Perkembangan bisnis ritel yang pesat menuntut pemenuhan Sumber Daya Manusia (SDM) yang relatif cepat. Menghadapi kondisi ini, PT Sumber Alfaria Trijaya Tbk, (SAT) sebagai pengelola ritel Alfamart menjalankan program penyusunan pendidikan ritel bagi Sekolah Menengah Kejuruan (SMK) yang dikenal sebagai Alfamart Class. Sejak diluncurkan pada 2014, Alfamart Class kini telah diaplikasikan pada 25 SMK di 11 kota, yakni di Bandung (5 SMK), Jakarta (5 SMK), Banjarmasin (4 SMK), Makassar (2 SMK), Manado (3 SMK), dan di Medan, Cilegon, Semarang, Madiun, Malang, serta Bali masing-masing satu SMK.
Corporate Communication General Manager Alfamart Nur Rachman mengatakan dalam program Alfamart Class para murid akan diberikan materi pendidikan ritel agar memiliki kompetensi, sehingga siap bekerja. “Mayoritas SMK yang mengaplikasikan Alfamart Class memiliki jurusan pemasaran. Sebelum masuk dalam Alfamart Class, para murid kelas X yang akan naik ke kelas XI, harus mengikuti proses seleksi yang terdiri dari psikotes, dan tes kesehatan diantaranya standarisasi postur tubuh dan tes buta warna,” jelasnya. Alfamart juga memberikan dukungan berupa fasilitas laboratorium ritel sebagai sarana pembelajaran praktek siswa di dalam mengelola toko ritel.

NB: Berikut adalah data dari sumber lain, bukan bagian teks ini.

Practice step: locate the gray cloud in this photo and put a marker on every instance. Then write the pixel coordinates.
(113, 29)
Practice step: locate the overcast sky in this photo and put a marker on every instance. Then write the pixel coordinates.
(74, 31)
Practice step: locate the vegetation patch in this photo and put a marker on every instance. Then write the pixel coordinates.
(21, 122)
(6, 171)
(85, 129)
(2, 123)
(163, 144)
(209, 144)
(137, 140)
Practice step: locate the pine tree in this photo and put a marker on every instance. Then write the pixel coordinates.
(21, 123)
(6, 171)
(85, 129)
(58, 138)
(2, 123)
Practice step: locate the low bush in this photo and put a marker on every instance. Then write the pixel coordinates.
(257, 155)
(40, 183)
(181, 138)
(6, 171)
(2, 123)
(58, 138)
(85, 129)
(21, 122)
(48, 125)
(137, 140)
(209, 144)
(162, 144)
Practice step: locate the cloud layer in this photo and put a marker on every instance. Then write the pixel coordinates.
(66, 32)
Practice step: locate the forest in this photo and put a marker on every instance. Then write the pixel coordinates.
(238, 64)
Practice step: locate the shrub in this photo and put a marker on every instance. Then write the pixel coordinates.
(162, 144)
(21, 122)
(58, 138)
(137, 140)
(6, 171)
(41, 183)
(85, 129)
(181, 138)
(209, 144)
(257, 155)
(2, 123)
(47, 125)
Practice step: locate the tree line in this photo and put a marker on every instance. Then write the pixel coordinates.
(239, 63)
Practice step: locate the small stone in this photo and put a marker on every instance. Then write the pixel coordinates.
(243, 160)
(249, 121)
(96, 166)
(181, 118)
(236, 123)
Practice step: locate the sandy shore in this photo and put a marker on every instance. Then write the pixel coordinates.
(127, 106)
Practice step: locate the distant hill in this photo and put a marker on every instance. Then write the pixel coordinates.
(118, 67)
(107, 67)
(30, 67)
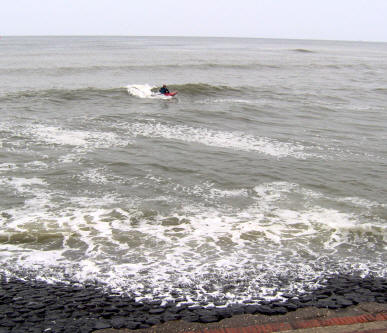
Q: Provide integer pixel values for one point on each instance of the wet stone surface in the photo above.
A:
(35, 306)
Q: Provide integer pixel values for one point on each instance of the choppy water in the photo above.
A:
(267, 172)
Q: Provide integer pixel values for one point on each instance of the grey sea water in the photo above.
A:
(266, 174)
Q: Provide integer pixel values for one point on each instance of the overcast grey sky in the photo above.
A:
(304, 19)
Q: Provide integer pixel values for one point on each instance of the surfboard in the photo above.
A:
(173, 93)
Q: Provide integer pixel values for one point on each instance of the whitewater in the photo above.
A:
(263, 176)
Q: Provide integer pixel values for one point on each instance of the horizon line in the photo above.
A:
(189, 36)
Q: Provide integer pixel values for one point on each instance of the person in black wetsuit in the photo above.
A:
(164, 90)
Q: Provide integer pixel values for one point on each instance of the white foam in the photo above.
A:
(197, 245)
(222, 139)
(145, 91)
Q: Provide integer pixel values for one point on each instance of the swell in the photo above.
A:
(64, 94)
(122, 68)
(207, 89)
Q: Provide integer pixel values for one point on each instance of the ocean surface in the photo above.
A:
(265, 175)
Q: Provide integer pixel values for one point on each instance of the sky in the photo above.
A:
(359, 20)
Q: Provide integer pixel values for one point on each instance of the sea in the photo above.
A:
(264, 175)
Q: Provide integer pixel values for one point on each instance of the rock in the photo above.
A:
(100, 324)
(156, 310)
(118, 322)
(208, 319)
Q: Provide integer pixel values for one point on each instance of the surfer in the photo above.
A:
(164, 90)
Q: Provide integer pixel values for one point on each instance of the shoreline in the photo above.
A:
(304, 317)
(35, 306)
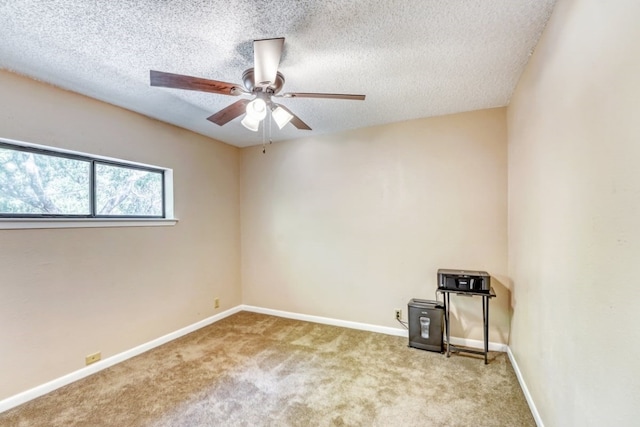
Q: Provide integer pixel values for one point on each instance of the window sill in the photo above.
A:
(25, 223)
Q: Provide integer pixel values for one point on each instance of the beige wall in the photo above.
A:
(351, 226)
(66, 293)
(574, 216)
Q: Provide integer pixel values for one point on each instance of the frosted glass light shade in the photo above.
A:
(281, 117)
(257, 109)
(250, 123)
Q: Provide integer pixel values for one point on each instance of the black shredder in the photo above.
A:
(426, 321)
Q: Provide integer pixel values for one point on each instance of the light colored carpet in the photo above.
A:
(257, 370)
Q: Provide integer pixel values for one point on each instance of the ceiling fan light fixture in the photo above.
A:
(257, 109)
(250, 123)
(281, 116)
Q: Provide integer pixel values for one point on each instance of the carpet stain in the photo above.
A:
(257, 370)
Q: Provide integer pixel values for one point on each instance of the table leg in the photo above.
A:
(446, 322)
(485, 315)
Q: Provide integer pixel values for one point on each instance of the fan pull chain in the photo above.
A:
(270, 121)
(264, 150)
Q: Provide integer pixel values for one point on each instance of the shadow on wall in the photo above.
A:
(466, 314)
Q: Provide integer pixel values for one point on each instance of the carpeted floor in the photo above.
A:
(257, 370)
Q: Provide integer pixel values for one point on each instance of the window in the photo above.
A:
(42, 182)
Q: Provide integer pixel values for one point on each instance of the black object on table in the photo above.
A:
(486, 295)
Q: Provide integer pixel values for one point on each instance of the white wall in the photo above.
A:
(66, 293)
(574, 216)
(353, 225)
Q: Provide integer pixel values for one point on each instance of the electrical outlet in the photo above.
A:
(92, 358)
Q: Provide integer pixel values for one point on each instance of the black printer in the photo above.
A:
(464, 280)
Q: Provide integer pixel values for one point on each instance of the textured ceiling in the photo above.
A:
(410, 58)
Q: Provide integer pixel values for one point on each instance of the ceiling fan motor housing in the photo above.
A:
(248, 81)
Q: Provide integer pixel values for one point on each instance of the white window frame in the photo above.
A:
(66, 222)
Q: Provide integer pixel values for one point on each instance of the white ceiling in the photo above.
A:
(411, 59)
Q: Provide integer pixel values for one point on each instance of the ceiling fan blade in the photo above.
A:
(323, 95)
(266, 58)
(229, 113)
(295, 120)
(179, 81)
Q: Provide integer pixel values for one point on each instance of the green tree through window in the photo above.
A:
(36, 183)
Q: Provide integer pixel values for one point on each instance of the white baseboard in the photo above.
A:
(327, 321)
(25, 396)
(525, 389)
(52, 385)
(401, 332)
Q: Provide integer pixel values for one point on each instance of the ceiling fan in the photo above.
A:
(263, 82)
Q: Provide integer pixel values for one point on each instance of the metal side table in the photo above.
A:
(486, 296)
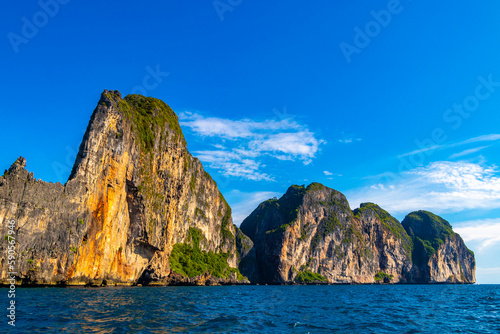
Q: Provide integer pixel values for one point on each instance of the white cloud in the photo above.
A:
(348, 140)
(439, 187)
(484, 138)
(245, 141)
(243, 203)
(486, 232)
(467, 152)
(234, 164)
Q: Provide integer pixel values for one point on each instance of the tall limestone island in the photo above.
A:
(137, 208)
(310, 235)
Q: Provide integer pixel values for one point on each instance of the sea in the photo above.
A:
(257, 309)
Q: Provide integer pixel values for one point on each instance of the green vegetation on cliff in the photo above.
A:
(306, 277)
(428, 231)
(148, 115)
(381, 276)
(189, 260)
(287, 207)
(389, 223)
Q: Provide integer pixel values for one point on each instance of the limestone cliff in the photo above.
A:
(135, 195)
(310, 235)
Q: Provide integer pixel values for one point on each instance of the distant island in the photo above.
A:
(139, 209)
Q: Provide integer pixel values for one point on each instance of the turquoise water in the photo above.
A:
(258, 309)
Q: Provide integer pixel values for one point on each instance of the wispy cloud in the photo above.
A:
(348, 140)
(484, 138)
(467, 152)
(244, 203)
(439, 187)
(486, 232)
(331, 175)
(247, 141)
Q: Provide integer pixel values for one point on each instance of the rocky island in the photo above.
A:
(138, 208)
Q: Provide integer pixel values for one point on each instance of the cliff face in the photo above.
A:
(310, 235)
(439, 253)
(134, 196)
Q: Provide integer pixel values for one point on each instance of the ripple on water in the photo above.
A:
(262, 309)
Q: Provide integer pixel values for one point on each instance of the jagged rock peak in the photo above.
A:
(135, 197)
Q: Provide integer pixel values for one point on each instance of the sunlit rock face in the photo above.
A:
(134, 192)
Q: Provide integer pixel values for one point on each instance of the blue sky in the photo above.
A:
(391, 102)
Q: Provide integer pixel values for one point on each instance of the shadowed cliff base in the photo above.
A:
(134, 193)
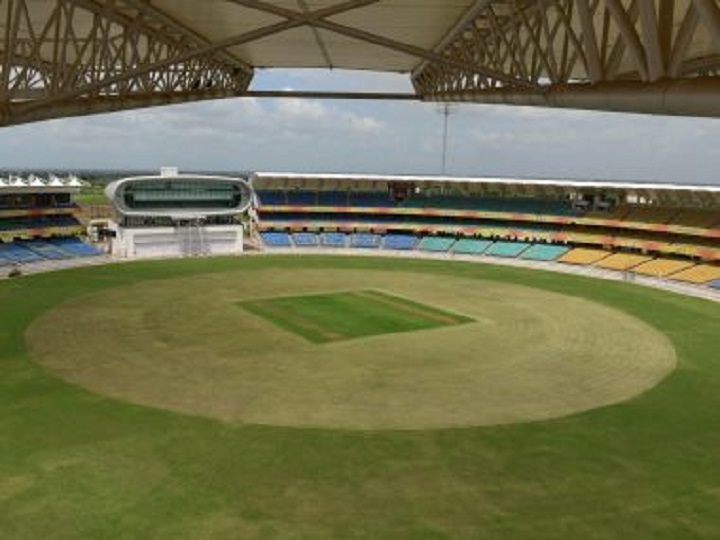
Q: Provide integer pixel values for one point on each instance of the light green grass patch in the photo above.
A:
(323, 318)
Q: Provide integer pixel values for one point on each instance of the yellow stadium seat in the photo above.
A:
(702, 273)
(662, 267)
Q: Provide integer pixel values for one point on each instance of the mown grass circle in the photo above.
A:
(82, 464)
(512, 354)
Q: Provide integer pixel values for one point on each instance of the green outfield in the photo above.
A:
(329, 397)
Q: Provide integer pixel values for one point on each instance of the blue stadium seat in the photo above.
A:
(438, 244)
(333, 239)
(305, 239)
(272, 197)
(333, 198)
(371, 199)
(16, 253)
(302, 198)
(276, 239)
(507, 249)
(75, 247)
(369, 241)
(45, 249)
(471, 246)
(400, 241)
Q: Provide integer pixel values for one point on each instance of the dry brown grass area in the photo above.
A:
(182, 344)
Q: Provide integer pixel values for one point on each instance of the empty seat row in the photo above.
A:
(31, 251)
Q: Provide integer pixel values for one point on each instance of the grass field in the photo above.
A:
(323, 318)
(76, 463)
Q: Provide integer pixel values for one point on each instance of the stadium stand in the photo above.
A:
(702, 273)
(370, 199)
(276, 239)
(662, 267)
(302, 198)
(697, 218)
(75, 247)
(16, 253)
(333, 239)
(305, 239)
(333, 198)
(45, 249)
(621, 261)
(507, 249)
(272, 198)
(438, 244)
(400, 241)
(651, 215)
(544, 252)
(583, 256)
(471, 246)
(366, 241)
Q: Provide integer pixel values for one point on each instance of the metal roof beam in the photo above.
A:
(147, 8)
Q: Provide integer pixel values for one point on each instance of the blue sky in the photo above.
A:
(378, 137)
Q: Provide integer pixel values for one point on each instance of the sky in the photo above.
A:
(385, 137)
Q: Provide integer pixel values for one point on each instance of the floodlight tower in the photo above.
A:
(446, 110)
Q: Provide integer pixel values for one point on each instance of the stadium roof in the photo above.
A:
(71, 57)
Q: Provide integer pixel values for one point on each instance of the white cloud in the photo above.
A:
(391, 137)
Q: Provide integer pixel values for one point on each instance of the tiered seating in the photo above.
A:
(400, 241)
(276, 239)
(649, 214)
(471, 246)
(661, 267)
(436, 243)
(702, 273)
(697, 218)
(75, 247)
(507, 249)
(270, 197)
(583, 256)
(333, 198)
(333, 239)
(15, 253)
(304, 239)
(302, 198)
(372, 199)
(544, 252)
(622, 261)
(46, 250)
(367, 241)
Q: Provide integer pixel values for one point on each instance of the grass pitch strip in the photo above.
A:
(323, 318)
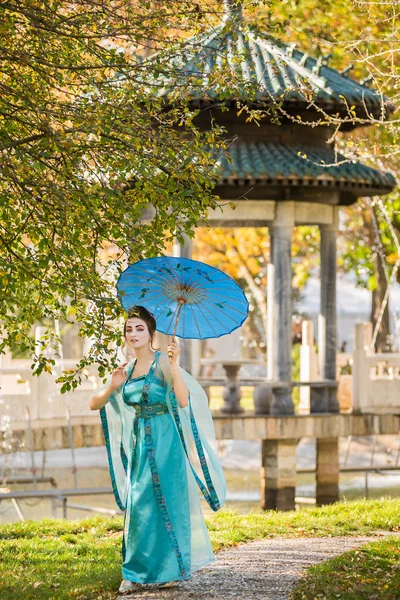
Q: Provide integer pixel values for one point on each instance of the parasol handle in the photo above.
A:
(181, 303)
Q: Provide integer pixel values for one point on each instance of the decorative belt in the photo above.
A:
(145, 411)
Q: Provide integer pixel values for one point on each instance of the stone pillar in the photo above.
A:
(185, 251)
(278, 474)
(308, 365)
(361, 374)
(280, 308)
(327, 471)
(327, 318)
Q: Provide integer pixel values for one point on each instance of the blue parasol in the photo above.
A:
(188, 298)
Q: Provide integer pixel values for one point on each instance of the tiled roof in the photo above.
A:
(279, 70)
(270, 162)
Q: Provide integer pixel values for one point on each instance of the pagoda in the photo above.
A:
(287, 173)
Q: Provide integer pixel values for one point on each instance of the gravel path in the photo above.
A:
(260, 570)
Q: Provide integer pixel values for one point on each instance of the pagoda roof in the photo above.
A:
(280, 72)
(275, 163)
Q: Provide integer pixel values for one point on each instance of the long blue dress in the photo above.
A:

Program Alfamart Class telah mendapat dukungan dari pemerintah, salah satunya Pemprov DKI Jakarta. “DKI ingin perusahaan-perusahaan besar baik otomotif, ritel, farmasi, dan lainnya ikut merancang materi Pendidikan untuk SMK agar nantinya standart kualitas yang dibutuhkan perusahaan tersebut sesuai dengan kompetensi dan siap kerja. Pemprov DKI sangat menerima kerjasama yang dilakukan oleh Sumber Alfaria Trijaya yang sangat berguna bagi mencetak lulusan SMK dengan skill yang berkualtas” ujar Gubernur DKI Jakarta, Basuki Tjahaja Purnama pada saat menghadiri peresmian kerja sama Alfamart Class dengan Pemprov DKI yang lalu.
Alfamart Class diharapkan dapat memenuhi kebutuhan tenaga kerja untuk jenjang pendidikan SMK/SMA sangat besar. “Pertumbuhan toko kami yang cukup pesat tentunya membutuhkan pemenuhan tenaga kerja. Setiap Tahun Alfamart saja membutuhkan 25.000 s/d 30.000 karyawan baru. Kami banyak menerima lulusan dari jenjang pendidikan SMK/SMA terutama untuk Team Operasional. Kami berharap melalui kerja sama yang produktif ini dapat menjadi solusi dalam memenuhi kebutuhan industri ritel,” tandas Nur.